После революции Костылев перебрался в Поволжье. Сначала жил в селе Воскресенском Нижегородской губернии, был редактором уездной газеты. А в 1922 году по приглашению редакции газеты «Нижегородская коммуна» переехал в Нижний Новгород, где и проработал много лет.
Именно с историей этого края связаны многие произведения Костылева. Первое большое сочинение писателя – роман «Хвойный шторм» (1935, переработанное издание 1947 года вышло под названием «Счастливая встреча») – посвящено событиям Гражданской войны в Заволжье. Роман «Питирим» (1936) – борьбе нижегородского епископа Питирима против старообрядцев, враждебных государственным преобразованиям Петра I. В романе «Жрецы» (1937) изображено начало царствования Елизаветы Петровны, национальное движение мордвы в Нижегородской губернии.
В 1938 году был опубликован роман Костылева «Козьма Минин»; а в 1940-м – повесть для детей «Минин и Пожарский», в сокращённом виде составившая эти рассказы. Но наибольшую известность писателю принесла трилогия «Иван Грозный» («Москва в походе», 1943; «Море», 1946; «Невская твердыня», 1947), за которую автор получил Сталинскую премию (1948).
Неведомые всадники
Хмурый декабрьский вечер 1610 года. На дороге, за околицей села Погост, близ Мурома, показалась длинная вереница верховых. Впереди ехал знаменосец. Позади шла польская конница, ощетинившаяся копьями.
Вот уже первая пара всадников вступила в село.
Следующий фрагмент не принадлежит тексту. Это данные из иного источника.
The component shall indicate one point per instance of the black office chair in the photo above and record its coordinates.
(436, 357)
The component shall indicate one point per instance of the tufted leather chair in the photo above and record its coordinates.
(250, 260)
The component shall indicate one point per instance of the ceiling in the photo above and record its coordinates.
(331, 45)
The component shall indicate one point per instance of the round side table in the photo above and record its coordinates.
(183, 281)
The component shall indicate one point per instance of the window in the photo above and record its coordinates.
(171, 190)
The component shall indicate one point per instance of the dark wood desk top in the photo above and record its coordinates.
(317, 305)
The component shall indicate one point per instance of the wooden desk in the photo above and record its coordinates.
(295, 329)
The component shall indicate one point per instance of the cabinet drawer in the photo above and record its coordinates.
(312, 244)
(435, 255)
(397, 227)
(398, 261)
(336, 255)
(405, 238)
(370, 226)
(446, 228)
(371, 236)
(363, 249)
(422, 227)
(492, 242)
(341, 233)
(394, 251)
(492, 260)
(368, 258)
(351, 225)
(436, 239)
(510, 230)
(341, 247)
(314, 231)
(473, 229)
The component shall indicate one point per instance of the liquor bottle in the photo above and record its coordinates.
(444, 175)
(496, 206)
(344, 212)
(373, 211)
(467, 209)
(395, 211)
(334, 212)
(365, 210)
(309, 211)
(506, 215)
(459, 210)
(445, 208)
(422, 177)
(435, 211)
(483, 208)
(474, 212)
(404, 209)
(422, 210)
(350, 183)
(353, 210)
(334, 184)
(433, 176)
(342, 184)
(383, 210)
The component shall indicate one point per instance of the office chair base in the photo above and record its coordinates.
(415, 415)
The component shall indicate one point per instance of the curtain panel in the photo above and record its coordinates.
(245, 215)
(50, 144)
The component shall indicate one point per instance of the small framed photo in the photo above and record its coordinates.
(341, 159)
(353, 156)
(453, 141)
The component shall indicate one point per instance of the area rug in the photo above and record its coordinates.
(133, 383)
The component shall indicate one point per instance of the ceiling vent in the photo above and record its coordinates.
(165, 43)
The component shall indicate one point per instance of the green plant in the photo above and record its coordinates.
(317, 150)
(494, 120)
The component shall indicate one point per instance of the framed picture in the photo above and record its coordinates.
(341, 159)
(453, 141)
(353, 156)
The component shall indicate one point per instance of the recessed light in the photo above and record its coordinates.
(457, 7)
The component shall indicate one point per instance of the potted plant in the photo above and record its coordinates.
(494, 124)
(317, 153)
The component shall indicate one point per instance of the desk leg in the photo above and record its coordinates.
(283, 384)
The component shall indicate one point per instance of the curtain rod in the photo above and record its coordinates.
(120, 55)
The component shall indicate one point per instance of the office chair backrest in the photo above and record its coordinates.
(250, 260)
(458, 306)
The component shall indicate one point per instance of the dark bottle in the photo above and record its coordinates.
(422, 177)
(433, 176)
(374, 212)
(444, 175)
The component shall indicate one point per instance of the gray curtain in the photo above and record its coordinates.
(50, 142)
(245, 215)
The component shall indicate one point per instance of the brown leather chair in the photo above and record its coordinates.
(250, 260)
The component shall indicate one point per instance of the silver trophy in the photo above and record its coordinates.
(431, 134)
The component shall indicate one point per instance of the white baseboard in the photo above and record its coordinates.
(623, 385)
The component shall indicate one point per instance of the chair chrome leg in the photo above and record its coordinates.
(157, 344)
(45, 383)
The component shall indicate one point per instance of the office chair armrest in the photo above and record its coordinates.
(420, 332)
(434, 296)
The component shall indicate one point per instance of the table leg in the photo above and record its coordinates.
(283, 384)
За нею вторая, третья, четвёртая… Остановившись среди села, поляки соскочили с коней. Сверкнули вынутые из ножен сабли. Вспыхнули пуки соломы, привязанные к остриям пик. Загремели барабаны. Поляки врассыпную двинулись к избам.
Но тут случилось нечто совершенно неожиданное.
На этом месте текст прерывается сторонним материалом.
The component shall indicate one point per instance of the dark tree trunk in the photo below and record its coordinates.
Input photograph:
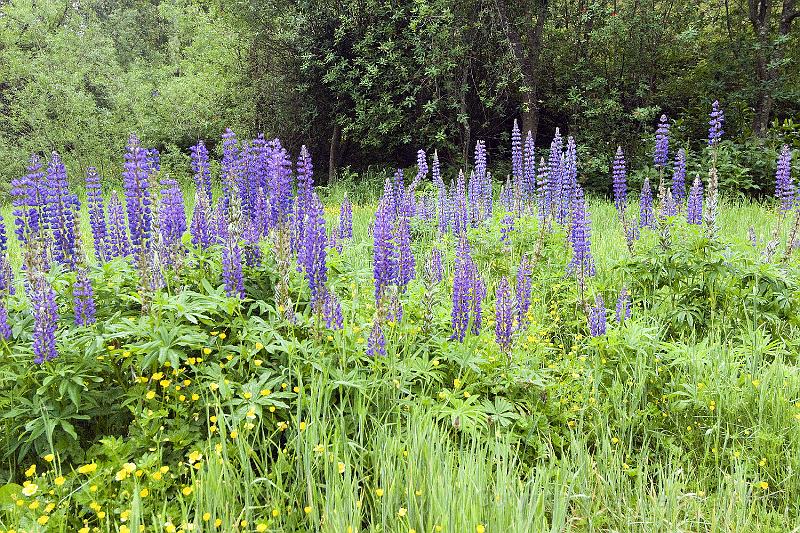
(525, 48)
(333, 158)
(768, 56)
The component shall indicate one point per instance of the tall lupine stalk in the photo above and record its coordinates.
(136, 184)
(172, 218)
(384, 251)
(569, 181)
(61, 212)
(647, 217)
(312, 255)
(201, 169)
(784, 185)
(555, 167)
(620, 182)
(694, 206)
(97, 213)
(529, 170)
(522, 291)
(597, 317)
(83, 298)
(715, 131)
(42, 297)
(582, 264)
(406, 265)
(346, 219)
(280, 184)
(679, 177)
(118, 243)
(504, 315)
(200, 229)
(29, 194)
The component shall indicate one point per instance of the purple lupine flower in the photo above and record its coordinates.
(406, 265)
(435, 269)
(61, 212)
(384, 252)
(715, 124)
(694, 207)
(280, 180)
(201, 223)
(620, 180)
(332, 311)
(376, 343)
(569, 181)
(29, 192)
(522, 291)
(97, 213)
(784, 185)
(504, 315)
(346, 219)
(137, 196)
(172, 214)
(506, 228)
(529, 170)
(582, 263)
(201, 168)
(395, 311)
(83, 299)
(555, 167)
(460, 215)
(646, 216)
(313, 253)
(45, 315)
(623, 305)
(232, 268)
(661, 153)
(118, 244)
(463, 291)
(597, 317)
(543, 190)
(679, 177)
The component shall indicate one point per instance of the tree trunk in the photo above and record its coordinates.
(333, 158)
(525, 49)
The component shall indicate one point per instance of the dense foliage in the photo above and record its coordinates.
(462, 356)
(364, 82)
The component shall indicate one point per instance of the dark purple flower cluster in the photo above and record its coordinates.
(597, 317)
(83, 299)
(620, 180)
(201, 169)
(582, 263)
(30, 193)
(661, 153)
(61, 212)
(138, 199)
(504, 314)
(694, 206)
(784, 185)
(715, 124)
(468, 293)
(312, 255)
(647, 217)
(679, 177)
(97, 213)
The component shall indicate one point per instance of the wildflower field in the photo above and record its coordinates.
(444, 351)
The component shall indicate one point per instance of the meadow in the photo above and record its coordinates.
(434, 354)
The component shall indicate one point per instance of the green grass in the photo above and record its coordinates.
(649, 428)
Из леса выскочили какие-то всадники. С гиканьем и свистом налетели они на оставленных польскими гусарами коней, разогнали их. Поляки не сразу сообразили, что случилось. Да и не было им времени соображать: неведомые всадники, не давая опомниться, храбро набросились на них и принялись рубить своими мечами направо и налево.
Но поляков было больше, чем их противников. Успевшие вскочить на коней польские гусары вступили в бой.
Погостовская улица огласилась криками, лязганьем железа, стонами раненых. Люди падали с коней на землю…
Польский отряд, привыкший без боя занимать мелкие селения, не выдержал удара. Пришлось спасаться бегством.
Победа была полная.
Козьма Минин
Всадники, появившиеся из леса на помощь погостовцам, были мирными посадскими людьми Нижнего Новгорода. Они составили несколько вооружённых отрядов, чтобы оберегать свой город от нашествия польских панов. Нижний – богатый приволжский город – был лакомой приманкой для поляков, но благодаря стойкости и сплочённости нижегородских жителей полякам не удавалось овладеть им.
Отрядом, который спас погостовцев от гибели, командовал посадский человек Козьма Минин, немолодой, высокого роста, широкоплечий мужчина.
Теперь, после боя, Козьма Захарович при свете лучины допрашивал по избам раненых поляков: что делается в Москве, какая там власть. Раненые говорили путано, неясно, боясь открыть нижегородцам всю правду. Однако Минин понял, что поляки захватили Москву и провозгласили там царём русским польского королевича Владислава.
Было тихо и темно на улице, когда Минин отправился в дом старосты, где он должен был переночевать.
Здесь его дожидались два самых близких его друга: Родион Мосеев и Роман Пахомов.
– Ну, братцы, и дела! – тяжело вздохнув, проговорил Минин. – Москва теперь не наша. Паны отняли её у нас! И королевича своего в цари нам навязали. Слыханное ли то дело?!
Ответом Минину было тяжкое, горестное молчание.
– Не раз мы били с вами панов вокруг Нижнего. Немало потопили мы их в Волге, – сказал Минин. – А коли так, не страшен будет нам враг и под Москвой, буде за это дело возьмёмся. Но нам нужно знать всю правду о Москве. Много ли там ляхов, и кто их сторону держит, и кто против них… Доброю ли волею московский народ признал королевича царём? Всё нам надо знать. Не из вражеских уст будем слушать вести, а из уст своих людей…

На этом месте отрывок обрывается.